Moreover, we examined the changes in the top-5 ranked positions of the
candidate entities. For that we computed the entities rank correlation by treating
an element i which appears in list L1 and not in L2 , at position |L2 | + 1. We
computed the rank correlation for 18,727 mentions, since this is the number of
mentions that are ambiguous and appear both in the 2006 and 2016 Wikipedia
corpus. We noticed that in 71.98% of the cases the rank correlation values were
greater than 0.5, which tells us there is some significant number of changes in
the candidate entities’ rank positions. Table 1 shows an example of a mention
and its top-5 candidate entities for different Wikipedia editions.
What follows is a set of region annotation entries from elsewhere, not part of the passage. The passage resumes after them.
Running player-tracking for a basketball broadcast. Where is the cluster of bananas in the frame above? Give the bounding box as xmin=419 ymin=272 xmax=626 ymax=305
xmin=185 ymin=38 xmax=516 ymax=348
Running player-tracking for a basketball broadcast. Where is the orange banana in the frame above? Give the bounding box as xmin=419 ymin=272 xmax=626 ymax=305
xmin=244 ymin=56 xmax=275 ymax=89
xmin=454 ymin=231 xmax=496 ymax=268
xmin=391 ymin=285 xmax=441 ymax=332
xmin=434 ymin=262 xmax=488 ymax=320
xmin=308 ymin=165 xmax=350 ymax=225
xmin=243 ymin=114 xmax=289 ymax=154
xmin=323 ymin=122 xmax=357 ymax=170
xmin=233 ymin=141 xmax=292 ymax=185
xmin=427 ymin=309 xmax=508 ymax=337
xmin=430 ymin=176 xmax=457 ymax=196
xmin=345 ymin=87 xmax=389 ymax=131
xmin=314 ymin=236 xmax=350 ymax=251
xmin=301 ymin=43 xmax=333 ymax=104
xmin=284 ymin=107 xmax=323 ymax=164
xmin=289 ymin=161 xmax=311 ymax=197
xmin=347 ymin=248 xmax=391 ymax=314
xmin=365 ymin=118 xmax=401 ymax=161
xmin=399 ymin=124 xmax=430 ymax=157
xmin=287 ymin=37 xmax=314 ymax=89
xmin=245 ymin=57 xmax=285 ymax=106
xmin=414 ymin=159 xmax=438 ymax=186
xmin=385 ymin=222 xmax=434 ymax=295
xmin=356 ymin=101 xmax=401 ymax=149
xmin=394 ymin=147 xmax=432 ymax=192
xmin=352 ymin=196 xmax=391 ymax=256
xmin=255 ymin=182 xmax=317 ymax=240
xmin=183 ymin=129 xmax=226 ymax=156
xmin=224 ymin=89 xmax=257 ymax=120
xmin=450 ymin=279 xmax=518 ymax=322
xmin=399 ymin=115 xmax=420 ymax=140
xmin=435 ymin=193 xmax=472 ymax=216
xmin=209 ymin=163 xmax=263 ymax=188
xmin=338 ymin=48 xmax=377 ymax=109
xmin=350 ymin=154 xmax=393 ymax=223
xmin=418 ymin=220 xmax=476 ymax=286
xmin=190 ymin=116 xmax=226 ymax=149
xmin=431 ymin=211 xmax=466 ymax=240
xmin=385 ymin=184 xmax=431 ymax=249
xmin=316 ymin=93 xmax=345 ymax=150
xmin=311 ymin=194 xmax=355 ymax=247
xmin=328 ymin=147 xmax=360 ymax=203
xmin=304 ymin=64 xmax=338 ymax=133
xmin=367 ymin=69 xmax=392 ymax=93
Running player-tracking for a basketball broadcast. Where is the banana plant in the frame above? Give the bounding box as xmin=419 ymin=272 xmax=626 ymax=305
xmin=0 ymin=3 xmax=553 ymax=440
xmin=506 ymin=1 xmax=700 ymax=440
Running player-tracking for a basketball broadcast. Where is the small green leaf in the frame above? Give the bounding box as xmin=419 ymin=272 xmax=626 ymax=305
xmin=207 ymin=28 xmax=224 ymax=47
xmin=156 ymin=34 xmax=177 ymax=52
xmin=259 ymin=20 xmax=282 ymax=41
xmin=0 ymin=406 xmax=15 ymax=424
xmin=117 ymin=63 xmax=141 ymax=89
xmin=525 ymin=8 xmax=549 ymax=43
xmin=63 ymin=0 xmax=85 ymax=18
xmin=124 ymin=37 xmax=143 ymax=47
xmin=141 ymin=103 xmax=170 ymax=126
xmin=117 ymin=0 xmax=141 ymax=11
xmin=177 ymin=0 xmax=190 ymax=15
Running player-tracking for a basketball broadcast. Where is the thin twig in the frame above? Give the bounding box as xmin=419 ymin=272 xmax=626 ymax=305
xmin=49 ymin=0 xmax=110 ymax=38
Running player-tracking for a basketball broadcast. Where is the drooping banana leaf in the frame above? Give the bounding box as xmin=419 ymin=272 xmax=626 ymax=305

Table 1: Mention example and its top-5 ranked candidate entities in two different
Wikipedia editions (i.e 2006 and 2016).
Mention Entity Prior Year
Doctor Watson 0.146
James D. Watson 0.130
Watson Watson, Australian Capital Territory 0.115 2006
Division of Watson 0.076
Watson 0.061
Watson (computer) 0.068
Ben Watson (footballer, born July 1985) 0.054
Watson Je-Vaughn Watson 0.050 2016
Jamie Watson (soccer) 0.047
Arthur Watson (footballer, born 1870) 0.043
In Zhang et. al [23] the authors created a dataset with 22 queries to enable
evaluations for time-aware entity recommendation. We used this dataset to
perform some preliminary evaluations of our approach. We created month-wise
word embeddings using the provided news corpus which spans over 7 months
and contains about 7 million articles. We evaluated a total of 26 ambiguous
mentions (with > 1 candidates) without considering context information (for
queries such as “Tour de France Nibali” we counted two ambiguous mentions,
being “Tour de France” and “Nibali”). For each mention, we collected its
candidate entities and evaluated if our approach could identify the correct
Wikipedia entity in a reference knowledge base created from a 2017 Wikipedia
edition. Our approach reaches a promising accurary of about 73% on only
ambiguous mentions (19/26 cases of correct entity linking).
8
9 Conclusion
This thesis introduces and formalizes the problem of time-aware entity linking
which can be particularly useful for annotating archived collections of
documents, such as news or web archives. We validated our hypothesis that the
prior probability of an entity is temporal in nature and we presented an entity
linking modeling that incorporates time-aware entity priors and word
embeddings. In the future, we intend to extensively evaluate variations of our
model for different archived corpora and time periods, using ground truth data
sets created specifically for time-aware entity linking.
Acknowledgments
I am thankful to my advisors Dr. Pavlos Fafalios and Prof. Dr. Wolfgang Nejdl
who provided expertise and helped me structuring this work.